From 2 Rosemary Lane, March 13th 2017
Welcome to our first newsletter from our new location in Sutton, Cambridgeshire! We plan to send out a news update from The Widescreen Centre once each month, to keep you updated on what’s happening in the sky, new products, special offers - and to notify you of events, both around the UK and our own, here at 2 Rosemary Lane.
Spring is almost upon us. Hopefully the freezing cold nights of winter are behind us now, but the familiar winter constellations are still around for the time being. It’s an excellent time to be outdoors chasing the wonders of the night sky – and this month has much to offer - and so do we!
The Sky – March 2017
Mercury is now pulling away from the Sun to join Venus in the evening sky, but it won’t be clearly visible for another week or so.

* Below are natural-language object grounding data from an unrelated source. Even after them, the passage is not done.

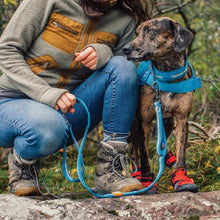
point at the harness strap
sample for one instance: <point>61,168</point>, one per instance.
<point>146,76</point>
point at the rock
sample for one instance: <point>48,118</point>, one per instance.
<point>184,205</point>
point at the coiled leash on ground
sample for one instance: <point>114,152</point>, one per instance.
<point>161,148</point>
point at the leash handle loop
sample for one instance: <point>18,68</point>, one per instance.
<point>161,151</point>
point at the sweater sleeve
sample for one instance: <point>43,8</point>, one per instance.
<point>26,24</point>
<point>104,52</point>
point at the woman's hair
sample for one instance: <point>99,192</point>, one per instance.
<point>137,8</point>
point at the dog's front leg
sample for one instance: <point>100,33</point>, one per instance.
<point>181,134</point>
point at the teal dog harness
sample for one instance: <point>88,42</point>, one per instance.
<point>148,74</point>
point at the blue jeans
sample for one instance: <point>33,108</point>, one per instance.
<point>36,130</point>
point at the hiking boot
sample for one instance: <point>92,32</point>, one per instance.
<point>108,174</point>
<point>181,182</point>
<point>22,175</point>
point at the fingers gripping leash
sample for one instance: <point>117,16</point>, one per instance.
<point>161,148</point>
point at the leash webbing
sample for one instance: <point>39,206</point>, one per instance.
<point>161,148</point>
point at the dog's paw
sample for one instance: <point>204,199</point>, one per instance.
<point>181,182</point>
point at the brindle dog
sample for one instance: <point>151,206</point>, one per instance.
<point>164,42</point>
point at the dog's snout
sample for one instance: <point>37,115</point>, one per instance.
<point>127,49</point>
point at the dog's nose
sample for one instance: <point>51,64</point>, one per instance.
<point>127,49</point>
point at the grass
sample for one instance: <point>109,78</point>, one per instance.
<point>202,165</point>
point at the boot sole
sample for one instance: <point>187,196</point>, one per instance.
<point>30,191</point>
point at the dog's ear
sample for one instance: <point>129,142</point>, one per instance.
<point>182,38</point>
<point>138,29</point>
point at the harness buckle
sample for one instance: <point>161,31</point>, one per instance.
<point>155,87</point>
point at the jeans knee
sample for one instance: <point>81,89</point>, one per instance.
<point>46,136</point>
<point>124,70</point>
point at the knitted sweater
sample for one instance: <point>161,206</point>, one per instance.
<point>38,46</point>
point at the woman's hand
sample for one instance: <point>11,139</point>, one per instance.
<point>66,102</point>
<point>87,57</point>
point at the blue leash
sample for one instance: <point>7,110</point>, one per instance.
<point>161,148</point>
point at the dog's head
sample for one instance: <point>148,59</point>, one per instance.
<point>158,38</point>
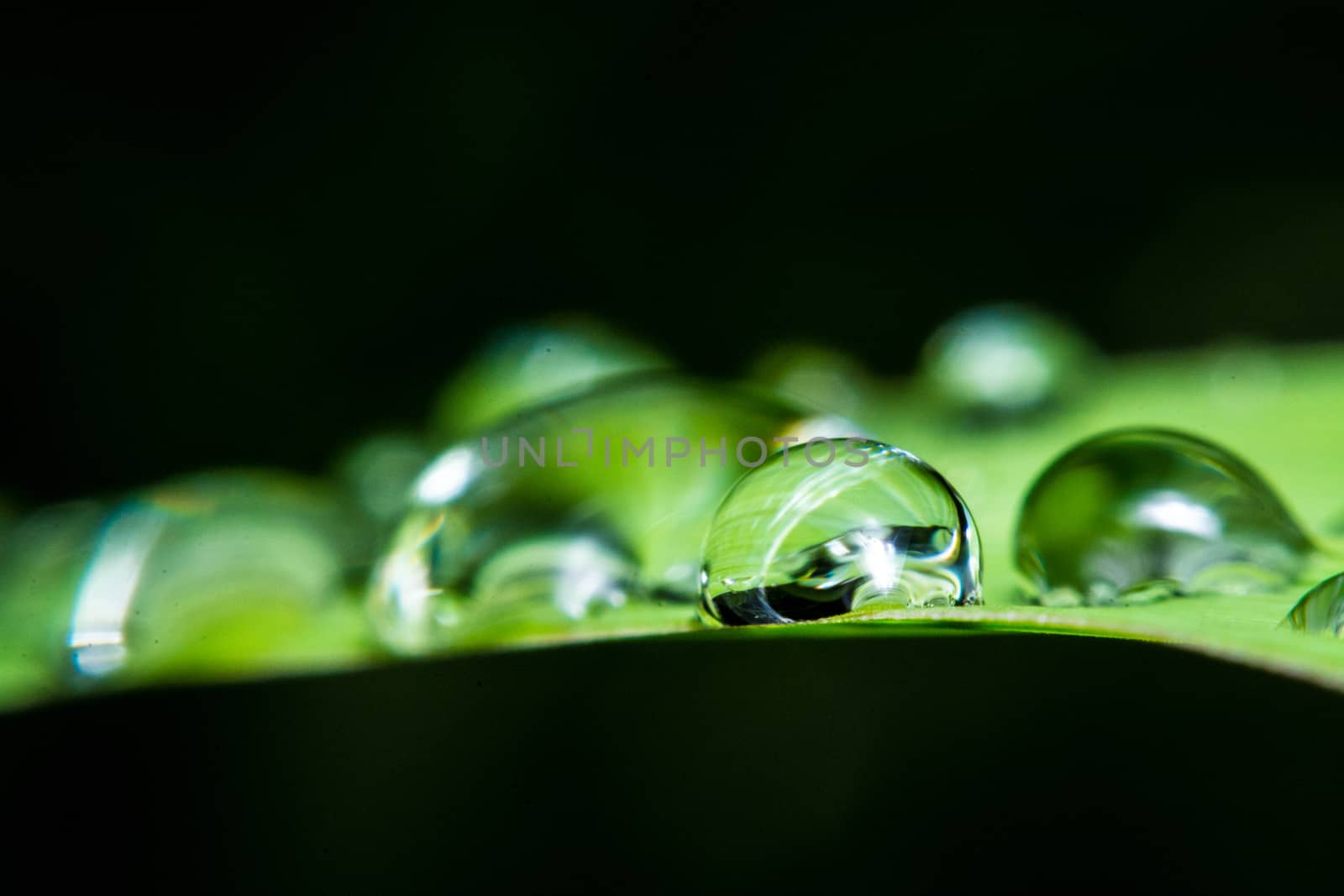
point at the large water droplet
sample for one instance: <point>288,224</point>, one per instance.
<point>813,376</point>
<point>1005,360</point>
<point>1321,609</point>
<point>873,527</point>
<point>528,365</point>
<point>40,564</point>
<point>629,472</point>
<point>1139,515</point>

Full Moon is this Sunday, and Last Quarter Moon is on March 20th, when it passes Saturn in the pre-dawn sky. New Moon is on the 27th, so we will end the month as we began – with a crescent Moon well placed in the western sky at sunset. By this time Venus, now past inferior conjunction on the 25th, will have been replaced by Mercury low in the West at sunset.
Mercury and Venus at sunset on March 20th
Venus dominates the evening sky right now, and is currently at it’s brightest possible – around magnitude -4.6. If you know where to look, you can see it before sunset. But it moves rapidly in towards the Sun and Inferior Conjunction on March 25th. Although it’s brightness will fade during the month, Venus’s angular diameter will swell to just under 1 minute of arc (1/60th of a degree, or about 1/30th the size of the Moon in the sky), with a very slim crescent phase. Those with exceptional eyesight – and exceptional skies – may be able to see the crescent phase with the unaided eye. Can you? Binoculars will certainly show it. Come & see us and try out some of our best-selling binoculars which can also be great for birdwatching and taking on your summer vacation.

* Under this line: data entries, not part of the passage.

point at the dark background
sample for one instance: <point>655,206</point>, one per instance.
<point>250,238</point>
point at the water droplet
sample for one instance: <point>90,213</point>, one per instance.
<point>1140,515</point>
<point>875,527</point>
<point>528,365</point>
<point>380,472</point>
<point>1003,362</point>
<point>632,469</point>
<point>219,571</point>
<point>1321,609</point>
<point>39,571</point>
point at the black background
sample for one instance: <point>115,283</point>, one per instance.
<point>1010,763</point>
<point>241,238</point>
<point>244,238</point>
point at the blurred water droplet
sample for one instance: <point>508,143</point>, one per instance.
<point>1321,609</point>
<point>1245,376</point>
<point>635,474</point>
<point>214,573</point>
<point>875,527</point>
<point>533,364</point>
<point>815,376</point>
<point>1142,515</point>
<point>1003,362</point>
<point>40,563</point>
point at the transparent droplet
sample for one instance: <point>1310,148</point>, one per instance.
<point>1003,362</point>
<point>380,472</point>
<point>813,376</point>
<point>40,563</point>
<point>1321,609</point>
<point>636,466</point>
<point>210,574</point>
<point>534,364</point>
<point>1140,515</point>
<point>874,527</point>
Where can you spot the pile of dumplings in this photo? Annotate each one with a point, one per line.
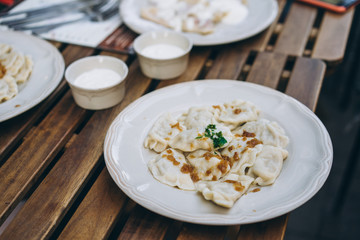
(250, 154)
(15, 69)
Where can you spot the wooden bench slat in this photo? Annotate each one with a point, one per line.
(294, 36)
(54, 196)
(273, 229)
(267, 69)
(260, 41)
(27, 163)
(333, 35)
(96, 215)
(306, 80)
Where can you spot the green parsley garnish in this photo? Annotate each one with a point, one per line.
(217, 137)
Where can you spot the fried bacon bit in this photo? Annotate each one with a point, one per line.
(177, 125)
(228, 159)
(222, 166)
(194, 177)
(2, 71)
(253, 142)
(236, 156)
(237, 185)
(186, 168)
(247, 134)
(237, 111)
(172, 159)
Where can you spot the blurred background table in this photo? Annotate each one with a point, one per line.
(53, 179)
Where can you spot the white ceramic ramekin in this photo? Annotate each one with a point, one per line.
(163, 68)
(99, 98)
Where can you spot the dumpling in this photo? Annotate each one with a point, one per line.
(268, 165)
(171, 168)
(4, 48)
(164, 129)
(226, 191)
(270, 133)
(236, 112)
(24, 71)
(194, 139)
(8, 88)
(208, 165)
(198, 118)
(241, 153)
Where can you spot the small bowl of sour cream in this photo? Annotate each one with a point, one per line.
(163, 55)
(97, 82)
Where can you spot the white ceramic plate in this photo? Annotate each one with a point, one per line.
(303, 173)
(261, 14)
(47, 72)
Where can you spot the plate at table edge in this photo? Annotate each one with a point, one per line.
(259, 18)
(47, 72)
(304, 171)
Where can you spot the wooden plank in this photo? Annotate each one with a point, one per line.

Jupiter moves swiftly towards Opposition on April 7th, rising before 9.20pm at the beginning of March, and at 8.03pm by the 31st. A very rewarding sight, even with binoclaurs which will show the dance of the four Galilean satellites, even a small telescope will show detail – in the form of cloud belts – on the surface. More than ten times the diameter of the Earth, Jupiter rotates so fast (once in less then ten hours) that its shape is noticeably flattened at the poles. Colour filters can dramatically enhance detail on Jupiter, the Moon and other planets and need not be expensive (think £29,99 for 4 filters). Talk to us for advice or come along & see for yourself!
The sky at 9pm BST on March 29th - Stargazing LIVE week!
Saturn is not best placed now. It’s well South of the celestial equator, and currently only visible low in the morning sky. It rises around 2am by the end of March, and reaches its greatest elevation – only about 16˚ - at sunrise. But Saturn is always dramatic, and the rings are now about as wide ‘open’ as they can be. The air is at its most calm in the morning sky before dawn. This can be the best time to see Saturn at this low elevation. Opposition will be on June 15th.
Something else to look out for in the second half of the month is the Zodiacal light – a faint glow along the plane of the ecliptic caused by sunlight scattering back from dust particles lying between the planets. The high inclination of the ecliptic in the evening sky makes this the best time of the year to look out for it – but you will need dark skies. Look to the west about an hour after sunset.